Het hof overweegt als volgt:

5.6 Het hof stelt voorop dat aan de advocaat bij de behartiging van de belangen van zijn cliënt en mits in goed overleg met zijn cliënt, een ruime  beleidsvrijheid toekomt.

5.7 Verweerder heeft een beleid gevoerd dat steeds gericht was op een oplossing in der minne van de tussen klager en de verhuurder ontstane geschillen. Deze aanpak heeft enige deeloplossingen gebracht. Zo heeft de verhuurder na de bespreking van 26 februari 2009 het door klager gehuurde in overeenstemming gebracht met de bouwvergunning, zodat klager het gehuurde op 1 april 2009 kon betrekken. Ook heeft de verhuurder de eindafrekening gematigd. De beoogde algehele oplossing in der minne is er niet gekomen.

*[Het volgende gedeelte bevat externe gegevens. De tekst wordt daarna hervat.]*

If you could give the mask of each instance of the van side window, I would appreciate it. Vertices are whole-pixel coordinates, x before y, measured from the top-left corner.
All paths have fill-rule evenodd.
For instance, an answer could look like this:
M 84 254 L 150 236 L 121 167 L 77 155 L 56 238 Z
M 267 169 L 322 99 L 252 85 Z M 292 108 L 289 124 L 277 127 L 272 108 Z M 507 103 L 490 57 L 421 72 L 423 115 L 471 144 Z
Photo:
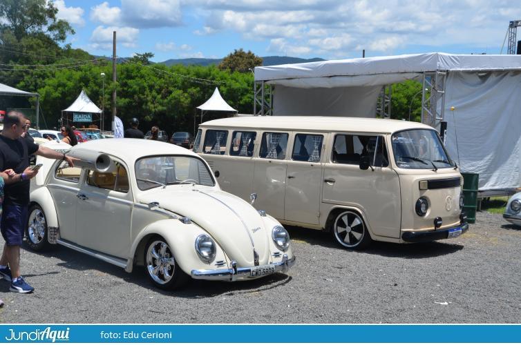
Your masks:
M 224 155 L 226 152 L 227 130 L 207 130 L 205 135 L 203 153 L 210 155 Z
M 333 163 L 341 164 L 360 164 L 360 157 L 370 156 L 371 164 L 375 154 L 375 146 L 377 143 L 376 136 L 370 135 L 338 135 L 334 137 L 333 152 L 331 160 Z M 389 159 L 387 157 L 387 150 L 382 137 L 378 139 L 378 152 L 376 157 L 376 166 L 388 166 Z
M 252 157 L 254 155 L 256 132 L 235 131 L 231 135 L 230 156 Z
M 199 150 L 199 145 L 201 144 L 201 134 L 202 133 L 202 130 L 199 130 L 197 131 L 197 136 L 196 137 L 196 140 L 193 141 L 193 148 L 192 149 L 193 152 L 197 152 Z
M 258 157 L 269 159 L 284 159 L 286 157 L 288 137 L 287 133 L 263 133 Z
M 320 161 L 323 135 L 297 134 L 293 145 L 292 159 L 300 161 Z

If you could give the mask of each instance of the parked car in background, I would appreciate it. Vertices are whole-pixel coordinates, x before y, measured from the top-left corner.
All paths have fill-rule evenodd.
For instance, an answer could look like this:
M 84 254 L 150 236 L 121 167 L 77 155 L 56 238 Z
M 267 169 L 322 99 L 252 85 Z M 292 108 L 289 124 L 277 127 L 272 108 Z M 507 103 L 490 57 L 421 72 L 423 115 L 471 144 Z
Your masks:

5.8 Mede gelet op de financiële positie van klager heeft verweerder tot het uiterste geprobeerd een gerechtelijke procedure te vermijden ter zake van het terugvorderen van de ten onrechte betaalde huur, het ten onrechte uitwinnen van de bankgarantie en  de schadevordering. Verweerder heeft over de door hem gekozen aanpak alsmede over de door hem ingezette acties ook regelmatig met klager overleg gevoerd en hem deze toegelicht.

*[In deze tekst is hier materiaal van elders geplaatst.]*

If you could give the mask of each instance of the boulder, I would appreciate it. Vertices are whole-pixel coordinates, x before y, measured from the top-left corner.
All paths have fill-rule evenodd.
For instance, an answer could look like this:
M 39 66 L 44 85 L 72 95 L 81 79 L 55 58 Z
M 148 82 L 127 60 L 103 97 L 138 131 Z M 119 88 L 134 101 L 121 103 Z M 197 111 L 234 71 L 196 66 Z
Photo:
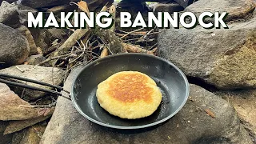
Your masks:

5.9 Verweerder heeft toen de hoogte van de schade vast stond en minnelijk overleg niet tot resultaat leidde, uiteindelijk aan klager geadviseerd om tot dagvaarding van de verhuurder over te gaan.

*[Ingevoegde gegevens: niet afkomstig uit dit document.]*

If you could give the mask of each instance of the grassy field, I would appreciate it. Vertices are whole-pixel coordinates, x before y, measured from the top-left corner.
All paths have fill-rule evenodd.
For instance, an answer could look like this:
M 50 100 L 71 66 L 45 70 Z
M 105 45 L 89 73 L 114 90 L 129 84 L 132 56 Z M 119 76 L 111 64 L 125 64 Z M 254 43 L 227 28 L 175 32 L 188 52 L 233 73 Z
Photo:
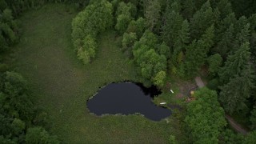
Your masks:
M 178 124 L 172 117 L 156 122 L 140 115 L 90 114 L 86 101 L 99 87 L 134 81 L 136 75 L 114 31 L 98 37 L 92 63 L 78 61 L 70 40 L 74 16 L 65 6 L 46 5 L 21 18 L 17 71 L 29 81 L 37 104 L 48 112 L 51 132 L 65 143 L 166 143 L 171 134 L 178 138 Z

5.10 Hoewel aan klager kan worden toegegeven dat een doortastender (niet vooral op het behoud van een goede relatie met de verhuurder gericht) optreden door verweerder wellicht doeltreffender was geweest, acht het hof de aanpak en het optreden van verweerder verdedigbaar en is hij binnen de grenzen van zijn beleidsvrijheid gebleven. Het hof neemt daarbij in aanmerking dat voor klager de mogelijkheid om de verhuurder in rechte te betrekken ter zake de vorderingen die klager stelt op de verhuurder te hebben nog  openstond

5.11 Verweerders grief tegen de gegrondverklaring door de raad van de klachtonderdelen b) en c) is dan ook terecht voorgesteld.

 BESLISSING

Het Hof van Discipline:

- vernietigt de beslissing van de Raad van Discipline in het ressort Arnhem d.d. 7 januari 2013, gewezen onder nummer 12-121, voor zover de klacht gegrond werd verklaard en waarbij aan verweerder de maatregel van enkele waarschuwing werd opgelegd;

en, opnieuw rechtdoende:

- verklaart de klacht in al haar onderdelen ongegrond.

De beslissing is verzonden op 13 september 2013.